§ 29. Mr. Mathew
asked the Secretary of State for Foreign Affairs whether he is aware that, of the nine European conventions and agreements concluded by the members of the Council of Europe in 1957, 1958 and 1959, the United Kingdom has signed three and ratified one; and to what extent this involves a modification of the stated policy of Her Majesty's Government to participate fully in the work of European co-operation.
§ Mr. Selwyn Lloyd
I am aware of these circumstances, but I would assure my hon. Friend that this does not reflect any modification of Her Majesty's Government's policy of seeking the fullest possible co-operation with other European countries. Consideration is still being given to the ratification of the two conventions signed but not yet ratified by Her Majesty's Government. The remaining conventions are, in general, such as to conflict with our legal system and practice.
§ Mr.
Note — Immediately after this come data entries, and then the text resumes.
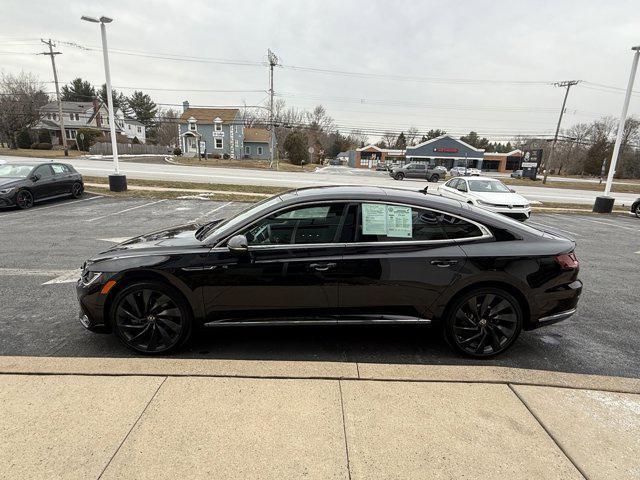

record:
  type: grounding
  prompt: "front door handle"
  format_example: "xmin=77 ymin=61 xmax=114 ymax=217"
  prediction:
xmin=429 ymin=260 xmax=458 ymax=268
xmin=309 ymin=262 xmax=336 ymax=272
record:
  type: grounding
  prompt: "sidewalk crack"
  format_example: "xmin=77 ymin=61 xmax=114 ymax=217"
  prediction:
xmin=507 ymin=383 xmax=589 ymax=480
xmin=338 ymin=380 xmax=351 ymax=480
xmin=98 ymin=377 xmax=168 ymax=480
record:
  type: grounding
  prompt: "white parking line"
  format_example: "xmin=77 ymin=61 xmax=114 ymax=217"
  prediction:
xmin=190 ymin=202 xmax=233 ymax=223
xmin=86 ymin=199 xmax=166 ymax=222
xmin=582 ymin=218 xmax=640 ymax=232
xmin=0 ymin=195 xmax=104 ymax=218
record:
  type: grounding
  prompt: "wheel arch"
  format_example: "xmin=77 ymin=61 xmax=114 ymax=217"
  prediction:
xmin=102 ymin=270 xmax=202 ymax=330
xmin=434 ymin=280 xmax=531 ymax=326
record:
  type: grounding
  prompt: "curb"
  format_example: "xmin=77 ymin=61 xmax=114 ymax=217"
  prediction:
xmin=0 ymin=356 xmax=640 ymax=394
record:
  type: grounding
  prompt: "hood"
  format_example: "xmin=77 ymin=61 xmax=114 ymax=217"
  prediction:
xmin=0 ymin=177 xmax=24 ymax=189
xmin=107 ymin=223 xmax=201 ymax=252
xmin=469 ymin=192 xmax=530 ymax=205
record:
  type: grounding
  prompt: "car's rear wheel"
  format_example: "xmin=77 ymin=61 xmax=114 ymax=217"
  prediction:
xmin=111 ymin=282 xmax=192 ymax=354
xmin=71 ymin=182 xmax=84 ymax=198
xmin=444 ymin=288 xmax=523 ymax=358
xmin=16 ymin=190 xmax=33 ymax=210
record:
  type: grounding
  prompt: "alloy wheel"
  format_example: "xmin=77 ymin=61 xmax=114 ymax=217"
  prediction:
xmin=71 ymin=182 xmax=84 ymax=198
xmin=16 ymin=190 xmax=33 ymax=209
xmin=453 ymin=293 xmax=521 ymax=357
xmin=115 ymin=288 xmax=186 ymax=353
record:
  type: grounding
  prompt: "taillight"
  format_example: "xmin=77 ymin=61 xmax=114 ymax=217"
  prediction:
xmin=556 ymin=252 xmax=580 ymax=270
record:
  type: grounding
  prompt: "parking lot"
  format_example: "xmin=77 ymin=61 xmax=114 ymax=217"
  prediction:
xmin=0 ymin=196 xmax=640 ymax=377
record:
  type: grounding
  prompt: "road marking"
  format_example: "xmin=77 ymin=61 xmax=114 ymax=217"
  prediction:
xmin=582 ymin=218 xmax=640 ymax=232
xmin=86 ymin=199 xmax=166 ymax=222
xmin=0 ymin=268 xmax=80 ymax=285
xmin=527 ymin=220 xmax=582 ymax=237
xmin=96 ymin=237 xmax=131 ymax=243
xmin=190 ymin=202 xmax=233 ymax=223
xmin=0 ymin=195 xmax=104 ymax=218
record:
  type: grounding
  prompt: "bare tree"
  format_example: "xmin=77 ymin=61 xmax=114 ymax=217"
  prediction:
xmin=0 ymin=72 xmax=49 ymax=148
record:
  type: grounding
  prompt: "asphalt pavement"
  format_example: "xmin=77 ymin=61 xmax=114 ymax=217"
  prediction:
xmin=0 ymin=156 xmax=638 ymax=205
xmin=0 ymin=196 xmax=640 ymax=377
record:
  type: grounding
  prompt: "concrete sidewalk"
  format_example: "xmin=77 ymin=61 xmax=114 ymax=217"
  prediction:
xmin=0 ymin=357 xmax=640 ymax=479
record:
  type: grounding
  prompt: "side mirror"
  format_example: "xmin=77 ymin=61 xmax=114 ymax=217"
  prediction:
xmin=227 ymin=235 xmax=249 ymax=253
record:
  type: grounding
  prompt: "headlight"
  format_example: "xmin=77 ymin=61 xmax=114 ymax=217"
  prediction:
xmin=80 ymin=272 xmax=102 ymax=287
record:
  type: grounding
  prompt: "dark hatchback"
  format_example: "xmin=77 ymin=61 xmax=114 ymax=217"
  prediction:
xmin=77 ymin=187 xmax=582 ymax=357
xmin=0 ymin=162 xmax=84 ymax=209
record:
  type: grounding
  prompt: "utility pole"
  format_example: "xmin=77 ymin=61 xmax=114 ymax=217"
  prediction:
xmin=542 ymin=80 xmax=580 ymax=183
xmin=40 ymin=38 xmax=69 ymax=157
xmin=267 ymin=49 xmax=278 ymax=170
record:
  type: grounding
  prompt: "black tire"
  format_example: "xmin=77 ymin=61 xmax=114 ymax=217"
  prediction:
xmin=109 ymin=282 xmax=193 ymax=355
xmin=16 ymin=190 xmax=33 ymax=210
xmin=71 ymin=182 xmax=84 ymax=198
xmin=444 ymin=288 xmax=523 ymax=358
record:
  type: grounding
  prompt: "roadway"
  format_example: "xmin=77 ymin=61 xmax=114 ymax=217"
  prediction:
xmin=0 ymin=156 xmax=638 ymax=205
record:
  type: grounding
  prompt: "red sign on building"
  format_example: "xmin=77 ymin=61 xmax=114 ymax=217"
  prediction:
xmin=433 ymin=147 xmax=458 ymax=153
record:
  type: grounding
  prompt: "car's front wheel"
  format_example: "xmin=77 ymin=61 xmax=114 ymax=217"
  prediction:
xmin=71 ymin=182 xmax=84 ymax=198
xmin=111 ymin=282 xmax=192 ymax=354
xmin=16 ymin=190 xmax=33 ymax=210
xmin=444 ymin=288 xmax=523 ymax=358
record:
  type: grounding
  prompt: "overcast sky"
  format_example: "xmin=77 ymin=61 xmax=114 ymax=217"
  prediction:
xmin=0 ymin=0 xmax=640 ymax=138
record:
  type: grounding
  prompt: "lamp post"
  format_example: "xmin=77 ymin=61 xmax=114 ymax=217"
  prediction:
xmin=593 ymin=45 xmax=640 ymax=213
xmin=81 ymin=16 xmax=127 ymax=192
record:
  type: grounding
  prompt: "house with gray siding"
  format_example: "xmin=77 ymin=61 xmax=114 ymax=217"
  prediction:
xmin=178 ymin=102 xmax=269 ymax=159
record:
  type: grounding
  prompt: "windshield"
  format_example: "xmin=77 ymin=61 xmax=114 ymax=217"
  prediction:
xmin=467 ymin=180 xmax=511 ymax=193
xmin=196 ymin=196 xmax=280 ymax=241
xmin=0 ymin=164 xmax=33 ymax=178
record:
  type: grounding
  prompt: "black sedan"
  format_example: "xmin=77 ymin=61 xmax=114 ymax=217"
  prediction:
xmin=77 ymin=186 xmax=582 ymax=357
xmin=0 ymin=162 xmax=84 ymax=208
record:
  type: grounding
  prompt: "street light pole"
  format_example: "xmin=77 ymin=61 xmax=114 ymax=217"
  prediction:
xmin=82 ymin=16 xmax=127 ymax=192
xmin=593 ymin=45 xmax=640 ymax=213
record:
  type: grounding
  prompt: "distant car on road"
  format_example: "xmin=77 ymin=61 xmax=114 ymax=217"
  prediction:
xmin=631 ymin=198 xmax=640 ymax=218
xmin=437 ymin=177 xmax=531 ymax=220
xmin=0 ymin=162 xmax=84 ymax=209
xmin=389 ymin=163 xmax=447 ymax=182
xmin=76 ymin=185 xmax=582 ymax=357
xmin=449 ymin=167 xmax=482 ymax=177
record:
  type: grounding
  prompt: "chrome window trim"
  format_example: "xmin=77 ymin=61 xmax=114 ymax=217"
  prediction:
xmin=212 ymin=199 xmax=493 ymax=250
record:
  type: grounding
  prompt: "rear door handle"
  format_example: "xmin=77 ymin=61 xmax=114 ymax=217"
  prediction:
xmin=309 ymin=262 xmax=336 ymax=272
xmin=429 ymin=260 xmax=458 ymax=268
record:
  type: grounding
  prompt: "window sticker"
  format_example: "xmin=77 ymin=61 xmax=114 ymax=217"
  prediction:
xmin=387 ymin=205 xmax=412 ymax=238
xmin=362 ymin=203 xmax=387 ymax=235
Mathew
While thanking my right hon. and learned Friend for that Answer, which will be received with some satis 24 faction by our fellow-members in the Council of Europe, may I ask him if he does not think that it will greatly enhance the reputation of this country if these international obligations were fulfilled promptly?
§ Mr. Lloyd
I think they should be fulfilled as promptly as possible, but there are a number of fairly wide considerations involved. To give one example to the House, one of the conventions which we do not feel we should sign is one enabling police officers of other States to seek out and question witnesses in this country. I should have thought that, quite obviously, that is a matter of very considerable complication, which one cannot possibly sign as an expression of good will towards European countries. One has to consider that matter very carefully indeed.